Thursday, September 13, 2018

A Better Hash Table

Reading A new fast hash table in response to Google’s new fast hash table got me thinking about hash tables again. I wrote an implementation of his last hash table design back in January. It worked well, but memory usage was higher than I would like, and this new design promised to improve that.

However, this time he didn't explain the design, just shared the code. So it took me a little bit to figure out exactly how it worked. The basics are straightforward but there are a few tricky parts.

The data layout is the same as my last version - a flat array of blocks, each holding separate small arrays (e.g. 8 entries) for keys, data, and control information. The advantage of this layout is that it prevents wasting space for padding, while still maintaining locality. It can also be allocated with a single request.

This hash table is chained (i.e. collisions are handled with a linked list) but using empty slots rather than separate allocations. And the chains are not linked with a pointer or an index, but with an index into a set of jump sizes. So we can't link to an arbitrary slot, but only to a particular set of slots relative to the origin. In practice this seems sufficient.

Simple open addressing (e.g. linear probing) ends up with "chains" (probe sequences) containing different hash indexes. This leads to longer searches. We could do something similar, but it's better if we ensure that the chain starting at a certain index only contains entries with that same hash index. That means if you want to insert and the slot is part of another chain then you have to move the other chain from that point on. (If the chains were actual linked lists, you could just move the one element and then link to the rest of the chain. But since we only support certain specific jumps, we can't do that in the general case. And so we need to move the entire rest of the chain.)

I also used Fibonacci hashing which adds an additional hashing step to spread out values more than mod would.

Here's an illustration of how it works. For simplicity I'll use numeric keys and use of hash index of the first (tens) digit (without the additional Fibonacci hashing).

Inserting non-colliding elements is simple.


If we insert a colliding element, we "chain" it.


The chaining might have to skip occupied slots.
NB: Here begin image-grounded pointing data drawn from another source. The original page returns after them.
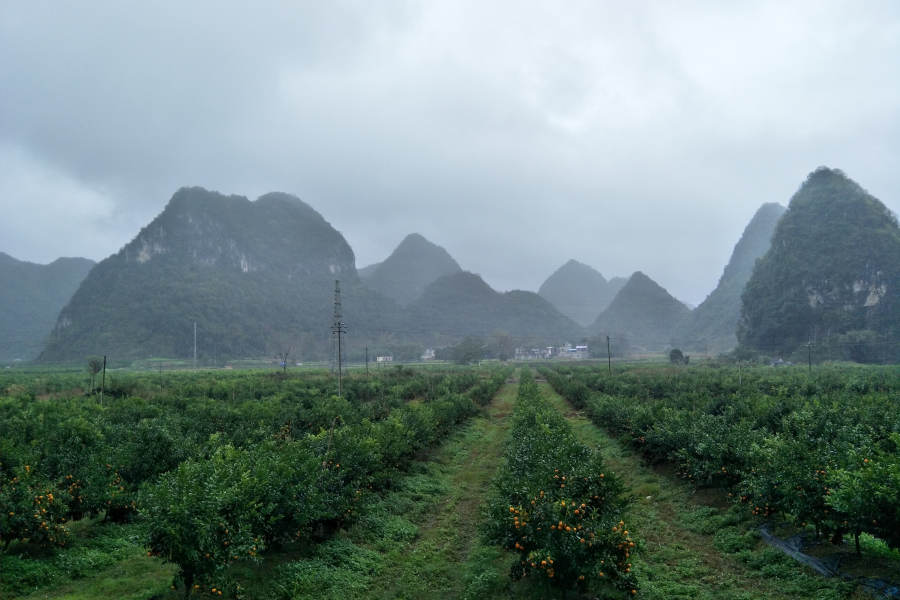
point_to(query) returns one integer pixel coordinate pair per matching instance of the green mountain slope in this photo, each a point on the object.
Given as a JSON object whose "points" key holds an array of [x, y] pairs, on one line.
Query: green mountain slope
{"points": [[579, 292], [364, 272], [833, 271], [410, 268], [254, 276], [644, 312], [31, 297], [712, 326], [462, 304]]}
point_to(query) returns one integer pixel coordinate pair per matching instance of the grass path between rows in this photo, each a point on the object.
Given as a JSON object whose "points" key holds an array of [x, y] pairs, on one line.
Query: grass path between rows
{"points": [[435, 563], [694, 544], [441, 496]]}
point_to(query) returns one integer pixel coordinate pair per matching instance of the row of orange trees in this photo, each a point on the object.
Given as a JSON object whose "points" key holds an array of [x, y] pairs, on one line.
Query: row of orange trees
{"points": [[824, 451], [219, 469], [555, 506]]}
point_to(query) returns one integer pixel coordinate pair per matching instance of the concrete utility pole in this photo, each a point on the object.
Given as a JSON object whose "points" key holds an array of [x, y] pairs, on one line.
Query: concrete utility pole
{"points": [[337, 328], [608, 356], [103, 381]]}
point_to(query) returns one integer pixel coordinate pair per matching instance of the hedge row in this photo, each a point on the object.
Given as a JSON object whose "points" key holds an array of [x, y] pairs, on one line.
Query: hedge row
{"points": [[825, 453], [555, 506]]}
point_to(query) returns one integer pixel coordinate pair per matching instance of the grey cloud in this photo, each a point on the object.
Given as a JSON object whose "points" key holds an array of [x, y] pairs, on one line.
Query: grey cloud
{"points": [[517, 135]]}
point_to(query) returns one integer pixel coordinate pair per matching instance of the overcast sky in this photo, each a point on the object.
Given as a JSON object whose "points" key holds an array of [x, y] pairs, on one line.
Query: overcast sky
{"points": [[517, 135]]}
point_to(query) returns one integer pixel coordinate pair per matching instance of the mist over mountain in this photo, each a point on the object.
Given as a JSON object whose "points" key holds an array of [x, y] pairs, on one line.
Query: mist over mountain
{"points": [[255, 277], [580, 292], [31, 296], [644, 312], [712, 326], [462, 304], [410, 268], [364, 272], [830, 277]]}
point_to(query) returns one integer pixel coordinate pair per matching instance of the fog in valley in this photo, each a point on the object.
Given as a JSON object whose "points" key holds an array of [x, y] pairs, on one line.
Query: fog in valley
{"points": [[516, 135]]}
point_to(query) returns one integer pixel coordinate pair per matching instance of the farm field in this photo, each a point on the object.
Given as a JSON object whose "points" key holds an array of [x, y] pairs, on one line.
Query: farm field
{"points": [[407, 494]]}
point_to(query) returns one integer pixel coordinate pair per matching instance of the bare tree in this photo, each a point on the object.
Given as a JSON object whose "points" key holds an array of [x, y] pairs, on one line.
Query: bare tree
{"points": [[95, 364], [282, 357]]}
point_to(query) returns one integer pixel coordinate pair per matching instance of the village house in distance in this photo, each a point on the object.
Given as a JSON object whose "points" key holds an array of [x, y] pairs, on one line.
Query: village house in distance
{"points": [[568, 351]]}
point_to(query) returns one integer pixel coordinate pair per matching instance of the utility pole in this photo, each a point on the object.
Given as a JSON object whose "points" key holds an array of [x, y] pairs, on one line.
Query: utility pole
{"points": [[337, 329], [809, 355], [103, 381], [608, 356]]}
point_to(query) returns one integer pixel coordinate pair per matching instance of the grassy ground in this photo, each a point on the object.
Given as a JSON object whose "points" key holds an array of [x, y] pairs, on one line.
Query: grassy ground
{"points": [[694, 544], [419, 540], [102, 561]]}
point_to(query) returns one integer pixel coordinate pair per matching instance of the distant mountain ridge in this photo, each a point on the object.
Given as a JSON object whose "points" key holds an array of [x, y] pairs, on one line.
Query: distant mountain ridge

If we insert 11, 12, and 31 we'd get:


Note: Chaining starts out looking like linear probing but when the chain gets longer the jumps get larger. 

Note: 10 and 30 are "direct hits", whereas 11, 12, and 31 are "chain" slots. We use one bit of the meta data to record this.

When we insert 20 we find its slot is used for a chain so we move the chain from that point on (11,12) so we can insert 20 where it "belongs".


This allows lookups to take advantage of the direct/chain distinction. If we look for 60 we find a chain slot (11) and we know immediately that it's not in the table. Whereas, if we look for 15 (same hash as 10,11,12), we find a direct slot so then we need to follow the chain to determine if the value is present.

When we delete an item from anywhere but the end of the chain, we move the end of the chain into the deleted item's slot, shortening the chain by one without moving all the elements. So if we delete 10 we get:


Note: Deleting 20 would not undo the chain move that was done when we inserted 20. 

I started with a Go implementation, although I'll probably port it to C++ as well. The initial version of the code is on Github.

After some tweaking, the performance is about 10% faster than the previous version, which is not huge, but considering the previous version was very fast, that's not bad. The best part is that it used about half as much memory - exactly the benefit that was promised.